To find the square roots of a complex number, such as z = 5 - 12i, we can use the following steps:
Step 1: Write the complex number in the form a + bi, where a is the real part and b is the imaginary part.
For z = 5 - 12i, we already have it in this form.
Step 2: Convert the complex number to polar form by using the magnitude and argument.
The magnitude (r) of a complex number z = a + bi is given by r = sqrt(a^2 + b^2).
For z = 5 - 12i, the magnitude (r) equals sqrt(5^2 + (-12)^2) = sqrt(25 + 144) = sqrt(169) = 13.
The argument (θ) of a complex number z = a + bi is given by arctan(b / a) - in the range of (-π, π].
For z = 5 - 12i, the argument (θ) equals arctan((-12) / 5) = arctan(-2.4) ≈ -1.1903.
So, z in polar form is r(cos(θ) + isin(θ)) = 13(cos(-1.1903) + isin(-1.1903)).
Step 3: Obtain the square roots in polar form.
To find the square roots, we take the square root of the magnitude and halve the argument.
The square roots of z in polar form are sqrt(r)(cos(θ/2) + isin(θ/2)) and sqrt(r)(cos(θ/2 + π) + isin(θ/2 + π)).
For z = 5 - 12i, the square roots in polar form are:
sqrt(13)(cos(-1.1903/2) + isin(-1.1903/2)) ≈ sqrt(13)(0.826 + i(-0.325))

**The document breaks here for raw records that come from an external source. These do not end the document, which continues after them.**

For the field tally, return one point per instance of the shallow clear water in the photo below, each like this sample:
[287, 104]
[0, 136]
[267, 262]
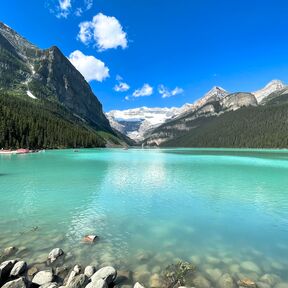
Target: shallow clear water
[217, 208]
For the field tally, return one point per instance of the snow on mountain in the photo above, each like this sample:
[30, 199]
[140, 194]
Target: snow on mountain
[271, 87]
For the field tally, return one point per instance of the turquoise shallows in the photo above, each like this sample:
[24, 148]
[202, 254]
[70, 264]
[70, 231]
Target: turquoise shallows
[216, 207]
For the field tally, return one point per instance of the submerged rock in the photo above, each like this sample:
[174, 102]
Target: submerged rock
[98, 284]
[18, 268]
[89, 271]
[78, 281]
[18, 283]
[54, 254]
[5, 269]
[43, 277]
[226, 281]
[107, 273]
[138, 285]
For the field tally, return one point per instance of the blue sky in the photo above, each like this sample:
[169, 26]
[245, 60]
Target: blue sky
[180, 48]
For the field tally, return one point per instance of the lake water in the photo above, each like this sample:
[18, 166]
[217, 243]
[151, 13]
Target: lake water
[221, 209]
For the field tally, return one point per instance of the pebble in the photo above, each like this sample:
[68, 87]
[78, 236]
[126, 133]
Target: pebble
[43, 277]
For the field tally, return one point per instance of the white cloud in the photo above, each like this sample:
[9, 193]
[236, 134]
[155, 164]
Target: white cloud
[106, 31]
[89, 66]
[121, 87]
[165, 92]
[146, 90]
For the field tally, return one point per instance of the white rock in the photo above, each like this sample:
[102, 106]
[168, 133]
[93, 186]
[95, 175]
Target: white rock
[89, 271]
[43, 277]
[138, 285]
[107, 273]
[18, 283]
[98, 284]
[54, 254]
[18, 268]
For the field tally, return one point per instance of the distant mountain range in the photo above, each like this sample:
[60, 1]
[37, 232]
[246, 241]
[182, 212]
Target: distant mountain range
[53, 93]
[140, 123]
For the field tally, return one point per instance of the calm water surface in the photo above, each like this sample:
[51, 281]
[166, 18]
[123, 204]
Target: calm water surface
[217, 208]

sqrt(13)(cos(-1.1903/2 + π) + isin(-1.1903/2 + π)) ≈ sqrt(13)(-0.826 + i(0.325))
Step 4: Convert the square roots back to rectangular form.
To convert a complex number from polar form to rectangular form, we use the formulas x = r * cos(θ) and y = r * sin(θ).

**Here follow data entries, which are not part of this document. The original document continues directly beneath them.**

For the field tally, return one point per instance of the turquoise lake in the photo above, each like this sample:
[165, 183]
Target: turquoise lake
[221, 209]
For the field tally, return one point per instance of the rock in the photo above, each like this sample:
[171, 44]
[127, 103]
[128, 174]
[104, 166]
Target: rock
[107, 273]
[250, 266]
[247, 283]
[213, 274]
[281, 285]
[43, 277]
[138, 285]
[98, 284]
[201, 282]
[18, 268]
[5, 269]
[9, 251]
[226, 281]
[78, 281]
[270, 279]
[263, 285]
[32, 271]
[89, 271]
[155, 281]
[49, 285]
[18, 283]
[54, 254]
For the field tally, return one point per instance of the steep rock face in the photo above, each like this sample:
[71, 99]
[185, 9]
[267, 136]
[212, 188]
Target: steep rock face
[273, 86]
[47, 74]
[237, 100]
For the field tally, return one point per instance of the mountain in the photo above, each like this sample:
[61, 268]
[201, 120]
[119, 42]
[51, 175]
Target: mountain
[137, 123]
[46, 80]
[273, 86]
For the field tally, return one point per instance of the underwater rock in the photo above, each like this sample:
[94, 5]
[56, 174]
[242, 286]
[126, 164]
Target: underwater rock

For the first square root:
x = sqrt(13) * cos(-1.1903/2) ≈ sqrt(13) * 0.826 ≈ 3.538
y = sqrt(13) * sin(-1.1903/2) ≈ sqrt(13) * -0.325 ≈ -1.435
So, the first square root of z = 5 - 12i is approximately 3.538 - 1.435i.
For the second square root:
x = sqrt(13) * cos(-1.1903/2 + π) ≈ sqrt(13) * -0.826 ≈ -3.538
y = sqrt(13) * sin(-1.1903/2 + π) ≈ sqrt(13) * 0.325 ≈ 1.435
So, the second square root of z = 5 - 12i is approximately -3.538 + 1.435i.
Therefore, the square roots of z = 5 - 12i are approximately 3.538 - 1.435i and -3.538 + 1.435i.